I’ve just read Jon’s latest post on XML Scripting, which mentions Adam Bosworth’s thoughts about an XML scripting language that could natively support XML.
While the advent of XML scripting sounds fascinating, I’ve also been wondering about RDF enabling us to “gracefully integrate with the world of objects” and enhance the “self-describing nature of XML”. Yes, it’s my current area of interest (read: I’m vacuuming as much information as I can about it right now), and this by itself is likely to taint my vision somewhat.

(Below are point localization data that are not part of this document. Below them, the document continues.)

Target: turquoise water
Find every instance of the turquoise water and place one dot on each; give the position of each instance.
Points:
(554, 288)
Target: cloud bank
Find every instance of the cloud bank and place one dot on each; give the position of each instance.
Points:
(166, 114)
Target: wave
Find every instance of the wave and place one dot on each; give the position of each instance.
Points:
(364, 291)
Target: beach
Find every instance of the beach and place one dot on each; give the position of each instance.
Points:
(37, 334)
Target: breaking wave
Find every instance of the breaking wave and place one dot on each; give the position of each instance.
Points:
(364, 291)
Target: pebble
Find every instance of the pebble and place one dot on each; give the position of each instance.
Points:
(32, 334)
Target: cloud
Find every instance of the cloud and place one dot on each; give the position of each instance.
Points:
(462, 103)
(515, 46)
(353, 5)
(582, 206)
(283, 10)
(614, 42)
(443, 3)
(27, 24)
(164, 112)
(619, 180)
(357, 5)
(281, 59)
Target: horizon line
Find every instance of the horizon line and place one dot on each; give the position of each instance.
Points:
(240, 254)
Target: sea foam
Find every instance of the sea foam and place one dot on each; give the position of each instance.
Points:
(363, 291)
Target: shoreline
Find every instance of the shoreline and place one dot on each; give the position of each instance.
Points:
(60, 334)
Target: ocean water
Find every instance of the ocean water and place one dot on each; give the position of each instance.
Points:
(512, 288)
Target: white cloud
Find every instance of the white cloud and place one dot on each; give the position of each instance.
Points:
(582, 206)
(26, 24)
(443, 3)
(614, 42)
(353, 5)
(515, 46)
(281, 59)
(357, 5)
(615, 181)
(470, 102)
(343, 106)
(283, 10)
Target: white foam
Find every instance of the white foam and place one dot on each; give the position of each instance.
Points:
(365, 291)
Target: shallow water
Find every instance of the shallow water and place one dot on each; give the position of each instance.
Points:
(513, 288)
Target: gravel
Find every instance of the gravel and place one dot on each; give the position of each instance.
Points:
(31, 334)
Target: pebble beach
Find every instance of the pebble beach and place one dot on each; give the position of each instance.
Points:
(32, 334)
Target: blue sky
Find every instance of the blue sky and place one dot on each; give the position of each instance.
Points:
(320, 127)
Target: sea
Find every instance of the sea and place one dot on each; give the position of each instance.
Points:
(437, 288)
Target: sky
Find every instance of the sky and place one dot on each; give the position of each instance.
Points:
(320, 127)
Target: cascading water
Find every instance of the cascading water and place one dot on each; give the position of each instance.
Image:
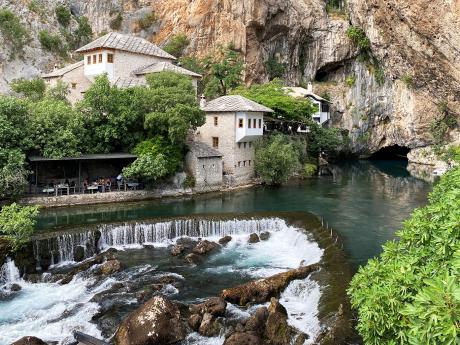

But reading what was quoted from Adam immediately made me think of some of RDF’s features (or should I say ‘nature’, I guess I’m not trying to sell it):
- in its XML incarnation, RDF can describe the XML data it ornaments
- it’s core nature (and through association the nature of the XML described by it) is object-orientated: things in RDF are either (instances of) classes, properties, or values of properties
- the concept and use of namespaces is a key strength of RDF and one on which it relies. Shared semantics, and the classes and properties by which such semantics are conveyed, are surely important when attempting to “convert from one XML format to another” and “synthesize complex XML documents for [from?] multiple sources”
Now it’s clear that XML is not RDF. There’s the bootstrapping issue with RDF applications of which we’re all aware. There’s no magic wand, but there are ways (such as transformations to wring out RDF essence from ‘flat’ XML) to get going. And in the context where REST, web services, business data, and the focus on resources (URIs) intersect, RDF – as a technology for describing, sharing and linking business data – seems too significant to ignore.
Going back to Adam’s quote that sparked this post, I am curious about the ‘native support’ of XML as a data type; my limited imagination cannot see how that might happen without some sort of serialization/deserialisation (will a term like ‘serdes’ be this decade’s equivalent of ‘modem’?). I am ready and willing to be enlightened :-) The great thing about RDF is that there is already a bounty of software (storage mechanisms, model and query tools, serializers and deserialisers) that can work with RDF in many existing programming languages.
Anyway, plenty to ponder. Life is good.